House Bill 248 would be:

  • Prevent employers from making vaccination mandatory as a condition of employment.
  • Allow Ohioans to skip any vaccinations by making a written or oral declaration and requiring health districts, schools or other government agencies to tell Ohioans how they can opt out.
  • Schools are required to explicitly tell parents of existing legislation that allows them to skip childhood vaccinations because of medical, religious or “conscience reasons.”
  • Prohibiting non-vaccinated people from forcing them to wear masks, moving to isolated areas or facing other penalties.
  • Allow civil lawsuits for bill violations.
  • Prevent health departments, schools or other government agencies from mandating participation in the Vaccine Registry.
  • Repeal the requirement for college students to be vaccinated against hepatitis B and meningitis before they are allowed to stay in hostels.

While Devin has advocated for vaccines, he has stopped short of calling for Ohio to remove the “causes of conscience” exemption from state law.
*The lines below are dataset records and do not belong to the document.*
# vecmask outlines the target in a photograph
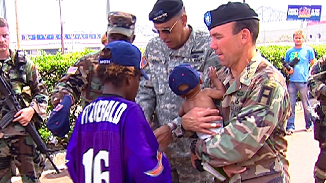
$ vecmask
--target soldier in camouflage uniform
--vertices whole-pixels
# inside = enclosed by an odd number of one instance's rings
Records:
[[[142,63],[144,66],[148,65],[144,70],[150,80],[141,81],[136,101],[149,121],[155,114],[154,124],[151,125],[154,129],[160,127],[154,133],[161,149],[164,149],[172,140],[171,132],[180,125],[181,119],[178,112],[183,99],[173,93],[168,83],[173,68],[189,63],[203,73],[204,80],[208,78],[209,67],[219,67],[220,65],[216,55],[209,48],[209,35],[187,24],[187,16],[181,0],[158,0],[149,18],[154,23],[153,31],[159,36],[151,39],[146,47]],[[188,147],[191,141],[189,138],[175,138],[165,149],[169,156],[173,182],[211,182],[211,175],[191,167]]]
[[[135,39],[134,15],[121,12],[112,12],[108,17],[108,43],[124,40],[132,43]],[[68,69],[52,92],[51,102],[55,106],[66,94],[77,102],[82,96],[83,107],[102,94],[103,85],[96,72],[100,51],[85,55]],[[73,102],[73,103],[74,102]]]
[[[224,127],[220,134],[192,143],[193,161],[246,168],[223,182],[289,182],[284,138],[291,114],[289,93],[282,74],[256,49],[258,15],[246,4],[229,2],[206,13],[204,20],[211,47],[225,66],[217,72],[227,90],[221,111]],[[195,131],[189,120],[200,116],[192,110],[182,118],[186,130]]]
[[[39,121],[44,120],[49,100],[46,88],[34,63],[22,51],[15,53],[9,49],[8,24],[2,18],[0,37],[0,74],[14,92],[22,97],[23,101],[20,102],[29,106],[17,112],[13,122],[3,131],[0,130],[0,183],[11,182],[13,170],[10,167],[14,162],[23,182],[39,182],[44,160],[23,126],[28,124],[32,118]],[[0,104],[0,118],[6,114],[5,107]]]
[[[326,180],[326,55],[312,67],[308,86],[313,96],[320,102],[316,107],[319,120],[314,122],[315,139],[319,142],[320,152],[315,165],[314,177],[316,183]]]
That catch-all exemption allows parents to skip childhood vaccinations for almost any reason.

“The current state law has worked very well, quite frankly,” Cupp said.

Yellow Springs News Published A photograph of Devine in April 1955 Getting your polio vaccine as a second grader.

“Polio struck fear, absolute panic in parents. People changed their behavior with their children. Their desire to go to ball games or swimming pools with their children in the heat. People were scared. Polio eradicated Gone,” said Devin.

State Representative Beth Liston, D-Dublin, who is a medical doctor and holds a PhD in public health, said HB 248 is a dangerous bill that causes more death and disease.

“Not only will this prevent schools, businesses and communities from speeding up COVID-related safeguards, it will affect the health of our children,” she has said. “This bill applies to all vaccines – polio, measles, meningitis, etc. If this becomes law we will see outbreaks of measles, meningitis in dorms, and children suffering from polio once again.”